Attempting to intersect race, sexuality, religion and small town values, Patrik-Ian Polk’s Blackbird is a coming out and coming of age drama that’s an enjoyable watch, but ultimately proves too conventional to be truly special.
Randy (Julian Walker), a devoutly Christian choirboy from small town Mississippi, is plagued by a host of personal problems – his repressed same sex attraction, the separation of his parents (Mo’Nique, Isaiah Washington), his little sister’s disappearance, and the strange and terrifying visions that plague him. When he begins to work on a unconventional production of Romeo & Juliet with his close friends, all of these issues come to a head.
Blackbird mixes candid comedy and serious drama and never quite finds a harmonious combination of the two – but director Patrik-Ian Polk warns you of its unconventional tonal blend straight off the bat, juxtaposing Randy’s deeply Christian faith with his closeted desires in the film’s provocatively humorous opening moments. Religion is at the centre of Blackbird, both the good and the bad – Randy’s father reassures him that God’s love is unfailing, but we’re also witness to the cruelty of the pastor’s attempt to deliver Randy to salvation. Newcomer Julian Walker is excellent in the lead role, communicating Randy’s struggles to heartbreaking effect and holding his own against industry veterans Mo’Nique and Isaiah Washington as his parents.
The film drowns in conflict from a host of hot button topics – closeted sexuality, fanatical Christianity, teen pregnancy, child abduction, small town prejudice and more – and in trying to juggle them all, is rather simplistic where it arguably matters the most. The film leaves you with more questions than answers, wrapping up the multitude of issues we’ve been witness to over the 100 minute runtime all too neatly, and leaving much to be desired.
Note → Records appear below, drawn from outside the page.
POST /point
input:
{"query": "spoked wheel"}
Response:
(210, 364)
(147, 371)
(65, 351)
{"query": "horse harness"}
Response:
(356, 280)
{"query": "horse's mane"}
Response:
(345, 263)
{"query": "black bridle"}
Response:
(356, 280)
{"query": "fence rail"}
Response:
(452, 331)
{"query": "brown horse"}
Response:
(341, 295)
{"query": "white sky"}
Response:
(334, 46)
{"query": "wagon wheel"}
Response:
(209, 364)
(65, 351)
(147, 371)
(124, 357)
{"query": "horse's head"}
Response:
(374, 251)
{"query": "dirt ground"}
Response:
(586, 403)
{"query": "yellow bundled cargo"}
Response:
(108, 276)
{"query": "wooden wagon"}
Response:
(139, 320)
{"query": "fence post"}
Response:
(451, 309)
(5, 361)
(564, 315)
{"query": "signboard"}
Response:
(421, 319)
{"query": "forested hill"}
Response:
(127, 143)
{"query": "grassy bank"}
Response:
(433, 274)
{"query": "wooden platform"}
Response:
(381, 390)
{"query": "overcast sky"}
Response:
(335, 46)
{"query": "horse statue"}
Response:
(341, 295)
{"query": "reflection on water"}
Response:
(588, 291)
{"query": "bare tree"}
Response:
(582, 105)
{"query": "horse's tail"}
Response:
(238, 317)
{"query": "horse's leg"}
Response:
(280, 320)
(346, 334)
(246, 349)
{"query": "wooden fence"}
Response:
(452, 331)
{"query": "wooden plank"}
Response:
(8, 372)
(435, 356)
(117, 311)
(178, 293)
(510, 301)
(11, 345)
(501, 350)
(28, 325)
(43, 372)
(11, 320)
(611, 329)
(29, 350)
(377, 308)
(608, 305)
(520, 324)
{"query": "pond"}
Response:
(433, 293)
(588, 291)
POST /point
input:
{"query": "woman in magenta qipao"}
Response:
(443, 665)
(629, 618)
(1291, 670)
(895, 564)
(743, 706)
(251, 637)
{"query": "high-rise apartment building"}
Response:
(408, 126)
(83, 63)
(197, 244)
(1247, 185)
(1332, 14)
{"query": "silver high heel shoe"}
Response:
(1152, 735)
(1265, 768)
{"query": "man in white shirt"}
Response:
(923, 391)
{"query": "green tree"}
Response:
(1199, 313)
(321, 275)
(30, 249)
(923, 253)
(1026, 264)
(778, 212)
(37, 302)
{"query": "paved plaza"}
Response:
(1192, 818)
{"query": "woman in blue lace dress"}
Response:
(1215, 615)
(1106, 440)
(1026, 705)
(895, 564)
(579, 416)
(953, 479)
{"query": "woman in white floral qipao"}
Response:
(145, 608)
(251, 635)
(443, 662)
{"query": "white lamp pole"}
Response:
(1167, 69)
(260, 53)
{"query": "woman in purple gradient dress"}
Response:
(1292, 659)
While Blackbird does fall a handful into the tragic tropes of queer cinema, Randy’s struggle with his sexuality is balanced well by both his supportive school friends, and out and proud gay characters. One aspect of Randy’s journey that’s hard to wrap your head around, however, is his burgeoning relationship with college student Marshall (Kevin Allesee). We’re introduced to Marshall by way of Randy’s audition for a student film production – in which Marshall pretends to sexually assault Randy. He’s deeply shaken, understandably, but the enthusiastic student director offers him the part immediately, and all too soon Randy and Marshall are awkwardly navigating their blossoming attraction. It’s difficult to tell what Polk was hoping to accomplish with this introduction, and indeed how we’re supposed to feel about the relationship as it progresses.
There are moments within Blackbird that elegantly convey the shame and struggles of navigating the troubled landscape of adolescence, but others that fall far too short. Overall, it’s a nice film – but too conventional, and too neatly packaged when the credits roll, to make any lasting impression.